More than 1 million people labor in U.S. orchards and fields across the country each year, many of whom are in the country illegally. Farmers say the U.S. crackdown on illegal immigrants has resulted in labor shortages.
YAKIMA, Wash. — Farmers who grow labor-intensive tree fruit crops must continue to be vocal about the need for comprehensive immigration reform to ensure agriculture is included in any solution for the nation's broken immigration system, several farm groups told Washington state growers at a conference Tuesday.
Bottom line: If growers can't prune, pick, pack and process their fruit, little else matters, said U.S. Apple Association President Nancy Foster.
"The status quo is untenable," she told about 100 growers at the Washington state Horticultural Association's annual meeting.
More than 1 million people labor in U.S. orchards and fields across the country each year, and in Washington state, agriculture employs about 160,000 people. Thousands are estimated to be in the country illegally, and many farmers say the U.S. crackdown on illegal immigrants has resulted in labor shortages.
Some critics argue that growers would have enough workers if they paid more. Among the 50 states, Washington has the highest minimum wage at $9.04 per hour. Harvest workers are often paid based on how much they pick, but they're guaranteed at least minimum wage.
However, a growing number of farmers have turned to a federal guest-worker program to bring in foreign workers, despite longstanding complaints that it's too cumbersome and expensive to be of any real help. Growers in the program generally must pay a higher wage, plus provide housing and transportation in and out of the country.
In Washington state, Gov. Chris Gregoire has pushed the federal government to enact immigration reform that includes a viable guest-worker program, border protection and a path to citizenship for illegal workers.
Farmers are as close to seeing meaningful immigration reform as they've been in the past decade, said Jon Wyss, who handles labor issues for Gebbers Farms, a large grower in north-central Washington that fired hundreds of workers after it was subject to a federal immigration audit three years ago.

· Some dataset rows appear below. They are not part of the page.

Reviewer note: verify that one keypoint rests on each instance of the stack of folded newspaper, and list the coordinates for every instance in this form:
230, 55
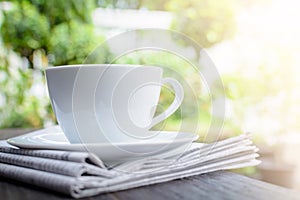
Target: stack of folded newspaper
82, 174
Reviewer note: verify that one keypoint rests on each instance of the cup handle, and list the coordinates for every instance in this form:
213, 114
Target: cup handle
179, 95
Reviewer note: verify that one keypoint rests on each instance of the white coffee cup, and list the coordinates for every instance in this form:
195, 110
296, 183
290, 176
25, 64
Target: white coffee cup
108, 103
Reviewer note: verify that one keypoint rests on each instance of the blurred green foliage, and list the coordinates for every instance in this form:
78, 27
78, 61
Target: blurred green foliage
63, 29
35, 34
39, 33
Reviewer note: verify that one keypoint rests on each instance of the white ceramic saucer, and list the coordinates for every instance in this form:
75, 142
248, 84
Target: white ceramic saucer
53, 138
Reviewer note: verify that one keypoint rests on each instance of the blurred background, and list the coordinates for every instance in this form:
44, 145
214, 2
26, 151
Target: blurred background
253, 43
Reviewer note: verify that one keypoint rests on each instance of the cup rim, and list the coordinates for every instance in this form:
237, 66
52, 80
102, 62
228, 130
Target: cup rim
77, 66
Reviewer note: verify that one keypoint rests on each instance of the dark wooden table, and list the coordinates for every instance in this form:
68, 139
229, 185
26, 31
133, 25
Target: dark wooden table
216, 185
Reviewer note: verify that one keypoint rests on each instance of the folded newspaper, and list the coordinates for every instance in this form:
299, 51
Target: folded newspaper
82, 174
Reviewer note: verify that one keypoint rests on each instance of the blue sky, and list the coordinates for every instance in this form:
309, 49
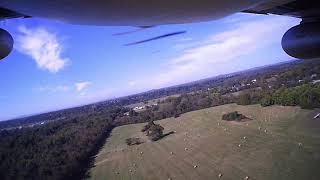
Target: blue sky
56, 65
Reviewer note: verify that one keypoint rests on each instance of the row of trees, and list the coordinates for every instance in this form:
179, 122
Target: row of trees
57, 150
306, 96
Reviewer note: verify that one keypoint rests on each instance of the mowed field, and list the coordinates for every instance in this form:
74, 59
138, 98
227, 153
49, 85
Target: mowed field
278, 143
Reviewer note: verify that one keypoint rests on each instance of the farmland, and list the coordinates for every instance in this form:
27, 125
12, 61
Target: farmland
278, 143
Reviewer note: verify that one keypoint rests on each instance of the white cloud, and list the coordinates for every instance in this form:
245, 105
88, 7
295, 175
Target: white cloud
243, 39
59, 88
132, 83
80, 86
43, 47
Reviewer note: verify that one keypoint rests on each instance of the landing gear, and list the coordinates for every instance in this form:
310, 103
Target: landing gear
6, 43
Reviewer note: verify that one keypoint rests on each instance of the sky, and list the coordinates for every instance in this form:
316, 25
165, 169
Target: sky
55, 65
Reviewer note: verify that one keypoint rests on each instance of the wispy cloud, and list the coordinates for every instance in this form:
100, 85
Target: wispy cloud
43, 47
132, 83
80, 86
54, 89
243, 39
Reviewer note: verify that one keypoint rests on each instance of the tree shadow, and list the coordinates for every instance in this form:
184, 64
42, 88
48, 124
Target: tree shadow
167, 134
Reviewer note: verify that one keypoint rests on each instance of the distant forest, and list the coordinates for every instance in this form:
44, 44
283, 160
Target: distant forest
63, 146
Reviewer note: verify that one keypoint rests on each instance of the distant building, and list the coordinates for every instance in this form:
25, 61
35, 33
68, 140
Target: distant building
316, 81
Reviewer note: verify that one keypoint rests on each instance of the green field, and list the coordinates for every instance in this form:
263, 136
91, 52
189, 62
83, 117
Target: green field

But whether comprehensive reform occurs in Congress next year remains to be seen, so growers must make their voices heard to push for change, he said.
Wyss said national farm groups have joined together to propose a new reform package that would reduce the requirements for growers to recruit workers before turning to a guest-worker program, and would move that program from the purview of the Labor Department to the more farm-friendly Agriculture Department.
He also noted that the American Farm Bureau also supports the package, marking the first time the country's major farm groups are in agreement on the issue.
Speakers at the conference also touched on the state budget, the upcoming legislative session, a new Washington governor, and on the farm bill, which will either have to be extended into next year or passed in the remaining weeks of Congress' session.
The 2008 farm bill expired Sept. 30, but members of the House and Senate have been struggling to reach a deal before the end of the year amid the so-called "fiscal cliff," a looming $500 billion combination of automatic spending cuts and tax increases in the first nine months of next year alone.